Simply put, economic capital is the funding required by a company in order to continue to operate, pay its debts, and avoid insolvency. While there is no legal requirement for most companies to maintain sufficient economic capital, companies that fail to do so typically receive lower credit rating and, in extreme cases, may be denied further corporate credit altogether. Failure to maintain an appropriate level of economic capital can also lead to decreased investment in the company, further reducing the amount of funding available for use.


Economic capital definition


The classic definition of economic capital is the amount of money required by a company in order to continue profitable operation and pay its debts on a continuing basis. Economic capital consists of liquid assets, rather than capital assets; capital assets cannot be quickly liquidated in order to provide operating funds, and thus are not useful sources of economic capital. Liquid assets typically include ready cash at hand as well as corporate banking accounts, bonds, and mutual fund accounts. These assets can easily be converted into cash to support the ongoing operations of the company.

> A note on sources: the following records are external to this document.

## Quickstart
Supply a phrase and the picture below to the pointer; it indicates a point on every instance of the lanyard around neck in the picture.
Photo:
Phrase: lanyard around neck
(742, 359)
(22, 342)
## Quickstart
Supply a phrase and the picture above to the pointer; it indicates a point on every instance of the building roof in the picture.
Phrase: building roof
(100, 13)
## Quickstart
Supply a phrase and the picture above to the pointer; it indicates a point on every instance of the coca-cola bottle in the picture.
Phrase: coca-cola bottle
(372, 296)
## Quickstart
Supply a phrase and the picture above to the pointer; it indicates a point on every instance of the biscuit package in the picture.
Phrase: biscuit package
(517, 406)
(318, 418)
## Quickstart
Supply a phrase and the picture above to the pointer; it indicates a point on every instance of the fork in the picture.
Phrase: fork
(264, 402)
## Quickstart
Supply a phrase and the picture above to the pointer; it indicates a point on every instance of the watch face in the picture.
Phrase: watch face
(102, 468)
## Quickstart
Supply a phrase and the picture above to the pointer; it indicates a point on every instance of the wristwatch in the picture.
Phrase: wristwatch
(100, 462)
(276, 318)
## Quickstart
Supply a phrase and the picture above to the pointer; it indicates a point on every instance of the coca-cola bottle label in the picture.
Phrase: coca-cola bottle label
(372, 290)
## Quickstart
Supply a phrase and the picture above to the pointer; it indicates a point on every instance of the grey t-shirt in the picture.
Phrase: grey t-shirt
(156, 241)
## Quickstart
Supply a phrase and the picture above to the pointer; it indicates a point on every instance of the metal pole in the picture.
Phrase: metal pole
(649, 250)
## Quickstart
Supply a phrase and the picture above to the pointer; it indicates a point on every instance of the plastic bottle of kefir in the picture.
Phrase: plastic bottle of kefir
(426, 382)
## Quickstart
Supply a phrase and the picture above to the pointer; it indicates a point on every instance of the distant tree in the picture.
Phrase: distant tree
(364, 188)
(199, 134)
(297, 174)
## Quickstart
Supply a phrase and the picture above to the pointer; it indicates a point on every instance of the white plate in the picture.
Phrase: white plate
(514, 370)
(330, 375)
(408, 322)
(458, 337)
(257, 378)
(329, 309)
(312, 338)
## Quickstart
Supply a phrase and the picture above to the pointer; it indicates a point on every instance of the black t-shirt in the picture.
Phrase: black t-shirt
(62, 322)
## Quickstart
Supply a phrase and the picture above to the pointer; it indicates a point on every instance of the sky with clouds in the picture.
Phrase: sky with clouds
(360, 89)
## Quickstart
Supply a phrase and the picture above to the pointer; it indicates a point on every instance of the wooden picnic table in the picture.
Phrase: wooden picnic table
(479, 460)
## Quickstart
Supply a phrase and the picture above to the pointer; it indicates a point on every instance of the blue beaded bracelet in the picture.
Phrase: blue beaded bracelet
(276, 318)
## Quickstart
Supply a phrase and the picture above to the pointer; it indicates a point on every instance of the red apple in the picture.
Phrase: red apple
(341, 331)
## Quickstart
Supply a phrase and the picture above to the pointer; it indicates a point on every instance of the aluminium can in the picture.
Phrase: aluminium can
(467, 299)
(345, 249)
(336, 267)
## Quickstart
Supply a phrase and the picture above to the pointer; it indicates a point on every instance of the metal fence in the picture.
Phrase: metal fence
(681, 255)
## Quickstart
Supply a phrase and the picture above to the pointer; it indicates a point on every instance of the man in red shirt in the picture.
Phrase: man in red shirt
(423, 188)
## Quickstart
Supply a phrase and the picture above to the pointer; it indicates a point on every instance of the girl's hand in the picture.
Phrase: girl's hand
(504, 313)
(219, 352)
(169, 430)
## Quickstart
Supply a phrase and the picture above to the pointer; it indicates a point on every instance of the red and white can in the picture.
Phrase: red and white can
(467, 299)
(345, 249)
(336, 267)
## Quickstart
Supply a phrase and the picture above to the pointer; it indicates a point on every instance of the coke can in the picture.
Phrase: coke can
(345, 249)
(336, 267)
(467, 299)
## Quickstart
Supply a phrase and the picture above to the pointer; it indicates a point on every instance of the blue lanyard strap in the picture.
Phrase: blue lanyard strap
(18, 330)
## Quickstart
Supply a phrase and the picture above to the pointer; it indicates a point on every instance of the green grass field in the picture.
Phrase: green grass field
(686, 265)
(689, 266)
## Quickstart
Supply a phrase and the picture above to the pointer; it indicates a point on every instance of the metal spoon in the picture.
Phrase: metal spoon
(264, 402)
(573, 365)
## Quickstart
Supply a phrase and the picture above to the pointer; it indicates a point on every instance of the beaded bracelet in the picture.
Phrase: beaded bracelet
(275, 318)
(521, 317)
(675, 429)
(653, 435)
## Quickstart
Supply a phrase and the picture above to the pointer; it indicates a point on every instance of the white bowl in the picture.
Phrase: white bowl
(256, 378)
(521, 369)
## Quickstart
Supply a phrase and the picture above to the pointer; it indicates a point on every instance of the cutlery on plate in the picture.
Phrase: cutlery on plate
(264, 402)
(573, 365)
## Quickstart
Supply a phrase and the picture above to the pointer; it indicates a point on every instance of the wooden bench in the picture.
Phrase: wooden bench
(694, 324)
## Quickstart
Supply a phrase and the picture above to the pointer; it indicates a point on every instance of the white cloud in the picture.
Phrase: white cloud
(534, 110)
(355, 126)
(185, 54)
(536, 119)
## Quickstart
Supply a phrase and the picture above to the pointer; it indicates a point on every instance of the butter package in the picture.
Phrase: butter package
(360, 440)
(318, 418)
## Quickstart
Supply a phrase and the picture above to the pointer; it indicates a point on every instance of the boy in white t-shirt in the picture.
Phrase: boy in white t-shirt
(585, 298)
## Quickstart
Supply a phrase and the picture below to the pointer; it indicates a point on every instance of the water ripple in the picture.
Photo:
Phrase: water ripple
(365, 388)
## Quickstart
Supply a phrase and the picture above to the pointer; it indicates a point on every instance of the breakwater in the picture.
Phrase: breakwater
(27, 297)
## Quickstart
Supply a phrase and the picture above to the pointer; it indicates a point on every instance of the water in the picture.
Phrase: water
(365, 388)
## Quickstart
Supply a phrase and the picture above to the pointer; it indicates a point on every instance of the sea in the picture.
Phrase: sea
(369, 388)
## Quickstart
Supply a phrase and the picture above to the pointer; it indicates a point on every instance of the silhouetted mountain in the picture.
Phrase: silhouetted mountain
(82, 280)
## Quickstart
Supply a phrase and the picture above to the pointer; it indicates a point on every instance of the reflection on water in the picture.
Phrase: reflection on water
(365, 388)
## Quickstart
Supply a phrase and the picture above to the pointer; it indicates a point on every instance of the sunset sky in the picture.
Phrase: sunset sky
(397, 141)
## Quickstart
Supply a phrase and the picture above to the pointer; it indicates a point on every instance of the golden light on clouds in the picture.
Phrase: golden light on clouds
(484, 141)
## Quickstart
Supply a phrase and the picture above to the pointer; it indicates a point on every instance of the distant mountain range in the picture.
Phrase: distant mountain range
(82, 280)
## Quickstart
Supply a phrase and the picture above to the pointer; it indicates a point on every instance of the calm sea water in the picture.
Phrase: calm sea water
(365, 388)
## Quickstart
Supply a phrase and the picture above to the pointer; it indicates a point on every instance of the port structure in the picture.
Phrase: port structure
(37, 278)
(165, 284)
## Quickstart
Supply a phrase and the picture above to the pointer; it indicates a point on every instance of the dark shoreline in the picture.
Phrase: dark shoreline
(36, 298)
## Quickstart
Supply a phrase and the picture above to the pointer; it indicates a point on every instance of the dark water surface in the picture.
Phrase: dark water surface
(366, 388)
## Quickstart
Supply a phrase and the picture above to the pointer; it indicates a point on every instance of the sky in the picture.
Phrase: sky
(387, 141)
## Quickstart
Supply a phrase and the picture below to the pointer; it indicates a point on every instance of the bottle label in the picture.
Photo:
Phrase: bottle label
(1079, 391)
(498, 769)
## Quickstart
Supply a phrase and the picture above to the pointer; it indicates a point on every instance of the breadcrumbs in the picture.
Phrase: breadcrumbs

Economic capital implications

Credit rating agencies and banking institutions regard the measure of economic capital that a company maintains as one of the most reliable indicators of the company’s financial stability. Economic capital is essentially the financial life blood of a company, and failure to maintain an adequate reserve can spell economic disaster and the eventual collapse of the company. The amount of economic capital required varies from company to company depending on the risk factors assumed; lower risk enterprises require less economic capital since they are less likely to experience catastrophic losses. For instance, a company that accrues a large amount of debt and depends heavily on volatile stocks for its ongoing operating funds will require a greater reserve of economic capital than one that has few outstanding debts and minimal risk to its investments.

Economic capital model


Financial institutions and investment analysts use a variety of economic capital models to determine the creditworthiness and overall stability of corporate entities. Typically, an economic capital model measures the outstanding risk assumed by a company against its ongoing income and liquid assets. Ideally, a company will maintain economic capital equal to or exceeding its risk factors. The economic capital model used by some corporate credit agencies also incorporates available credit as a factor in determining the available cash on hand. This allows companies with excellent credit ratings and a large supply of available credit to maintain a smaller reserve of economic capital while continuing to present an attractive prospect to potential investors.